К знакомым взрослым должно относится с почтением и уважением, но без разрешения своих никуда не ходить и ничего не делать. В лес за околицу деревни одним не ходить, в сторону болота за луга не ходить, в воду, кроме луж, одним не лезть, в колодцы, свесившись головой вниз, не смотреть, в гости с разрешения ходить, через посадки к железнодорожной ветке за околицей деревни – ни ногой, чужих собак не задирать, зверя из леса (волка, кабана, медведя, лису, лося, и даже зайца) увидев – сразу домой взрослым рассказать… В общем, никуда без спроса.
Обученные технике безопасности пребывания вне границ двора, мы отпускались на волю. Знания нас остерегали, но совершенно не предохраняли от разбитых коленей и локтей, носов, шишек синяков и ссадин, и непродуманных, иногда не очень хороших поступков. А взрослые, хоть этого мы не замечали, за нами приглядывали. Лучше современных информационных систем и средств связи работало междворовое деревенское радио.

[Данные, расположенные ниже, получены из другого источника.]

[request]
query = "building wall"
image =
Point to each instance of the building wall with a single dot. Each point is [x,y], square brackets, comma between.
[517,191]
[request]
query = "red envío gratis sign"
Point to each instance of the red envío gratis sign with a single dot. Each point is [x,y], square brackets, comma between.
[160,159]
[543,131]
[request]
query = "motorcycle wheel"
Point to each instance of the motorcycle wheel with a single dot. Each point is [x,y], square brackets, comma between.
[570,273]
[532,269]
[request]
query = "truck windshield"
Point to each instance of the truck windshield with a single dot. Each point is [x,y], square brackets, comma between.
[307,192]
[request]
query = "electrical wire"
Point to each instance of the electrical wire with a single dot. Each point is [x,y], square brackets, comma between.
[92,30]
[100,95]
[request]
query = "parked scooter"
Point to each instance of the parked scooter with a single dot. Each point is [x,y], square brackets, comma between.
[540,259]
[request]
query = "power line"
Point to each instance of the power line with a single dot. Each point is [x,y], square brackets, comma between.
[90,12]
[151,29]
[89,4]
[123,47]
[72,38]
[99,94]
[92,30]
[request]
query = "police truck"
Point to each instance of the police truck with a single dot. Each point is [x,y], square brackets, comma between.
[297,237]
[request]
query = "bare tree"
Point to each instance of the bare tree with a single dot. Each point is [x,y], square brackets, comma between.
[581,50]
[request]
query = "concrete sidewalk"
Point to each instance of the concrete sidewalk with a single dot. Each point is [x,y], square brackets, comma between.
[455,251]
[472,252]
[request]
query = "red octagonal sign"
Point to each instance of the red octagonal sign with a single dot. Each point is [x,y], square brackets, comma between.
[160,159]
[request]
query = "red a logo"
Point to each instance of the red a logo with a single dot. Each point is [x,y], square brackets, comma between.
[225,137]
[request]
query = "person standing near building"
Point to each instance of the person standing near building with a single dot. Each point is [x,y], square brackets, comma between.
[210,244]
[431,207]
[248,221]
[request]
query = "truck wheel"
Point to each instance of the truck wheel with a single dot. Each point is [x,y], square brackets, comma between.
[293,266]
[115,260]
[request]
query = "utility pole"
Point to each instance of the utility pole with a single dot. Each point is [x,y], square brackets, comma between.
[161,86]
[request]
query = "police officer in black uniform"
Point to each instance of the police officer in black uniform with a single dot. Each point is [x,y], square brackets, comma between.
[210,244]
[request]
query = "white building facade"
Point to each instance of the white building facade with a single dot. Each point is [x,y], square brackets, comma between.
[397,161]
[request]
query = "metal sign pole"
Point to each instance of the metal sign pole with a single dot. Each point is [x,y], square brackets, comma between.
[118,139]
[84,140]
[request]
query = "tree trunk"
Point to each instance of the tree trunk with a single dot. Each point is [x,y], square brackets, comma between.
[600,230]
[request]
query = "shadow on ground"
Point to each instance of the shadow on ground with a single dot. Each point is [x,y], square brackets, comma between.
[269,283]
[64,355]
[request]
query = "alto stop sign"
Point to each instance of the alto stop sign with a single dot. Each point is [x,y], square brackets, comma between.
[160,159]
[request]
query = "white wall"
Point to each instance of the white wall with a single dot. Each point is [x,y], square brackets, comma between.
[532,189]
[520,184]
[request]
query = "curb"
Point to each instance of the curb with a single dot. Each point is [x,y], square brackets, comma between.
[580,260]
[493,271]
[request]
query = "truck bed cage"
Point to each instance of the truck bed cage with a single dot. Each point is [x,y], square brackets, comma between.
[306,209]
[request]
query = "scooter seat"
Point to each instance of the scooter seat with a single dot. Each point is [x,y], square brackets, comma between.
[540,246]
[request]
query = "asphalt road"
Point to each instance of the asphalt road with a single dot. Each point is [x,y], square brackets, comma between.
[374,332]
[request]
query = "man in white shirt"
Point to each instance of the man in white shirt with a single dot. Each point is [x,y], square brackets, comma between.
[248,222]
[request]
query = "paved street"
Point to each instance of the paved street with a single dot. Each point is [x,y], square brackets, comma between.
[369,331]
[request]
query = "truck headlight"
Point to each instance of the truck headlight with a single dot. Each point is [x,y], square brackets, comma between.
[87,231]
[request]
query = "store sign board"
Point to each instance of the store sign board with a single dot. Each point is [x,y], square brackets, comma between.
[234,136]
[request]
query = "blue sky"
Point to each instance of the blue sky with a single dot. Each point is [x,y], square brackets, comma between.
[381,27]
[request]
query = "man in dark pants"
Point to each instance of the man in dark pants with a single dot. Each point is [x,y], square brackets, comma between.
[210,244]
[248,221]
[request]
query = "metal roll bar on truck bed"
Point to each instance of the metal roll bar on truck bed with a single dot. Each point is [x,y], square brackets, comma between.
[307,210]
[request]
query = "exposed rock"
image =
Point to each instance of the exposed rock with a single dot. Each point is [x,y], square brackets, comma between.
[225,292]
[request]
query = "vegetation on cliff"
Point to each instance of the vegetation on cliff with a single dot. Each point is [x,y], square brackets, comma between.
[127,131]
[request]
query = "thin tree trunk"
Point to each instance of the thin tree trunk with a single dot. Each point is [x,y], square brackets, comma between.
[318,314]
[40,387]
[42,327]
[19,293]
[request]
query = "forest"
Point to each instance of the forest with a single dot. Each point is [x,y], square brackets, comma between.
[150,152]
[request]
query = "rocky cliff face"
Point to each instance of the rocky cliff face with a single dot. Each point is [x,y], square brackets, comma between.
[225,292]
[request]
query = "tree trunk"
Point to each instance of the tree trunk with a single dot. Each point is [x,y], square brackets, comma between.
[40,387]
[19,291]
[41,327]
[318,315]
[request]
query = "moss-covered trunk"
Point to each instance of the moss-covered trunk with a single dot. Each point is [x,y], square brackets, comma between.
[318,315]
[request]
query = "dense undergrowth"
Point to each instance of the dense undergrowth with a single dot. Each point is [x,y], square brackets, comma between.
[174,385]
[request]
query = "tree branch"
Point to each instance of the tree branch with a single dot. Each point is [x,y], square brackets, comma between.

Вырвавшись на улицу, деревенское пространство общего пользования, рискуя «подорваться» на разложенных по утру стадом коров «минах» и тут же быть отправленным на лечение под летний душ и полное переобмундирование домой, с риском быть «госпитализированным» до вечера, мы мчались к деревенскому стадиону на задворках старой хаты с громким названием – «Сельсовет».
Стадион – тоже названо громко. Хорошо выкошенное поле с импровизированными, из трех жердей, сбитых колхозным пастухом и по совместительству плотником дедом Семеном, воротами по обе стороны.
Вместе с тем, футбольные баталии были здесь не менее жаркие, чем на городских каменных стадионах. Тем более, что в нашем распоряжении всегда был настоящий кожаный мяч, что лежал на крыльце Сельсовета. Общественный, общедоступный, купленный для деньги общества председателем Сельсовета, уважительно всеми называемым в деревне Михалычем. Для детворы дядькой добрым, сильно уважавшим коллективную спортивную игру- футбол. Часто выступавшим тренером и игроком с нами.
Думаю, что именно тогда и моя любовь к футболу зародилась и укрепилась на всю жизнь.
На стадионе нас уже ждала деревенская команда «Цыганенок», состоявшая сплошь из цыганят, проживавших на другом конце деревне в большом цыганском доме. Приходились они внуками цыганскому барону, которого мой Дед называл кратко и просто Яшка-цыган.
Как то, узрев мое недоумение по этому поводу, ведь по возрасту они равны, а внуков у Яшки-цыгана на десяток побольше, Дед мой сомнения мои тут же развеял, с долей шутки.
– Мы с Яковом партизанили вместе, огни и воды прошли. Лихой воин. Для Вас он- Яков Романович, а для меня – всегда Яшка-цыган. А барон у них, как у нас председатель колхоза. Должность у него это такая.
Мяч уж был в поле. Начались футбольные баталии. Бились с переменным успехом, побеждала все больше дружба. Силы футболистов стали иссякать и требовалась срочная и эффективная подпитка. Объявив перерыв, по предложению цыганят мы воробьиной объединенной стаей полетели за яблоками в колхозный сад на окраине деревни.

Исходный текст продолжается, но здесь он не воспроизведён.